Ruby on Rails vulnerable to six year old flaw

A critical vulnerability has been discovered in Ruby on Rails that affects almost every version of the framework.

A contributor to Rails, Aaron Patterson, raised the issue on a Google Groups thread, which focuses on security issues in Rails, stating that due to the way Rails parses certain XML parameters, an attacker could "bypass authentication systems, inject arbitrary SQL, inject and execute arbitrary code, or perform a DoS attack on a Rails application."

"The parameter parsing code of Ruby on Rails allows applications to automatically cast values from strings to certain data types.

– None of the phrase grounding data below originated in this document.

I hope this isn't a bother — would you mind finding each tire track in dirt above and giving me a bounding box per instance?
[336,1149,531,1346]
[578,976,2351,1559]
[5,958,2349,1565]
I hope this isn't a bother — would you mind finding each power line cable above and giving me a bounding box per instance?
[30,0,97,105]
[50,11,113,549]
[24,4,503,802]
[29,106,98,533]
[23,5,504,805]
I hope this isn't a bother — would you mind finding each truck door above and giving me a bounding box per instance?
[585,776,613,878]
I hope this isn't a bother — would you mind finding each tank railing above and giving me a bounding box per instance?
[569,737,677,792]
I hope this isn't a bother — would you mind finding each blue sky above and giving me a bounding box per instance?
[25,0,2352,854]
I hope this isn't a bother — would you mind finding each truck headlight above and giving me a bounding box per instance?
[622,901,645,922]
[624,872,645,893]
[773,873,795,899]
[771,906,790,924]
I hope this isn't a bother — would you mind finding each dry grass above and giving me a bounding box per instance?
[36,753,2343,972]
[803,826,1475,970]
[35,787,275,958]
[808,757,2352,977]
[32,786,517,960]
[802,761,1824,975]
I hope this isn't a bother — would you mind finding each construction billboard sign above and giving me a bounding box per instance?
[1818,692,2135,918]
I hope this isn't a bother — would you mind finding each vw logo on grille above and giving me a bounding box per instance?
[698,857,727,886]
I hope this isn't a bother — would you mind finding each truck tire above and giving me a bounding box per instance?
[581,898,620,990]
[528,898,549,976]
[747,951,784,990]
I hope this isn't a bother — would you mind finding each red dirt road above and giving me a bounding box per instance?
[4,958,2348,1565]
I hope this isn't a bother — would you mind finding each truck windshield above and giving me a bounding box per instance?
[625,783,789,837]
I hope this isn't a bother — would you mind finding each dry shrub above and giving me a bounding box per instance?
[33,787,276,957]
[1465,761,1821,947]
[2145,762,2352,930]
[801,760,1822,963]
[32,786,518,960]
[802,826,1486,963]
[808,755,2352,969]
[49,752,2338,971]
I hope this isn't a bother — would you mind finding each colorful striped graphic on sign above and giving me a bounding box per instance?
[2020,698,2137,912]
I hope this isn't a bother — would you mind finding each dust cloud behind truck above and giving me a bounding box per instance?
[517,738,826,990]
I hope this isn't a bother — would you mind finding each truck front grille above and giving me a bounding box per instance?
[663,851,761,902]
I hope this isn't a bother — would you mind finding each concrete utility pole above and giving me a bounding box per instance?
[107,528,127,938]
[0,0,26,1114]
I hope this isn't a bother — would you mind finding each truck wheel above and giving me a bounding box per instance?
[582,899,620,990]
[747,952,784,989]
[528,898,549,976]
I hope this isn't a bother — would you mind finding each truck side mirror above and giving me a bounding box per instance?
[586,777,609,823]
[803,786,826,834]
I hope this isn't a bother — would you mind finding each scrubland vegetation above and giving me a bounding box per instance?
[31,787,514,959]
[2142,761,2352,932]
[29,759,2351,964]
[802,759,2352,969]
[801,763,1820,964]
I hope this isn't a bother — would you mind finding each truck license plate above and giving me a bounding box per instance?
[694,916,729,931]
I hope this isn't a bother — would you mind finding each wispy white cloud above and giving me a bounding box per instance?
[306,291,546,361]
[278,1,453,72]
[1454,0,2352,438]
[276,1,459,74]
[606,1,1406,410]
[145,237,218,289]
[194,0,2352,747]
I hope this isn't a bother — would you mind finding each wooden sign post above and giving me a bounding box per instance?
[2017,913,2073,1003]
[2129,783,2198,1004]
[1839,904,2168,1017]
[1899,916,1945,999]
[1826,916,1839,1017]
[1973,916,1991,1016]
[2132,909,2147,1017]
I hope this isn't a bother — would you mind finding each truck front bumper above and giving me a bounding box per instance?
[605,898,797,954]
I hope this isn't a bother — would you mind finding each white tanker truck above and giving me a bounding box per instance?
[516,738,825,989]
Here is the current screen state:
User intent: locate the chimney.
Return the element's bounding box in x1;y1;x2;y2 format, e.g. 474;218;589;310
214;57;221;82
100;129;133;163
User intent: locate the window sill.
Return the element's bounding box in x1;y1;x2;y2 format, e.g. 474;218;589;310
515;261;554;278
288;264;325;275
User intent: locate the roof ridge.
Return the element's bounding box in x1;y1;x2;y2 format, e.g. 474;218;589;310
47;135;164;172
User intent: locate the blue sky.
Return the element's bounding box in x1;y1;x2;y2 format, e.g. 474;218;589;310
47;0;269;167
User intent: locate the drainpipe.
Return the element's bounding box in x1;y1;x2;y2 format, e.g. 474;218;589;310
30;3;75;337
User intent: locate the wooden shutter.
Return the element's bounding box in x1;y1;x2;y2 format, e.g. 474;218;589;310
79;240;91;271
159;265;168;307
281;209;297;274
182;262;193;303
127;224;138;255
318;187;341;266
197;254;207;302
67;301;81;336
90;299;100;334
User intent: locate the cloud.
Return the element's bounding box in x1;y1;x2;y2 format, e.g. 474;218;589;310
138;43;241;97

Unfortunately, the type casting code supported certain conversions, which were not suitable for performing on user-provided data, including creating Symbols and parsing YAML [YAML Ain't Markup Language]. These unsuitable conversions can be used by an attacker to compromise a Rails application."

While the advisory states that all versions are affected, Patterson later clarified on Twitter that the issue was first introduced in version 2.0. The change showed up on a github commits some six years ago.

Administrators are now advised to update to Rails 3.2.11, 3.1.10, 3.0.19, or 2.3.15, which now offer protection against the vulnerability.

If unable to, Patterson suggests either disabling XML parsing completely or removing support within the parser for Symbols and YAML.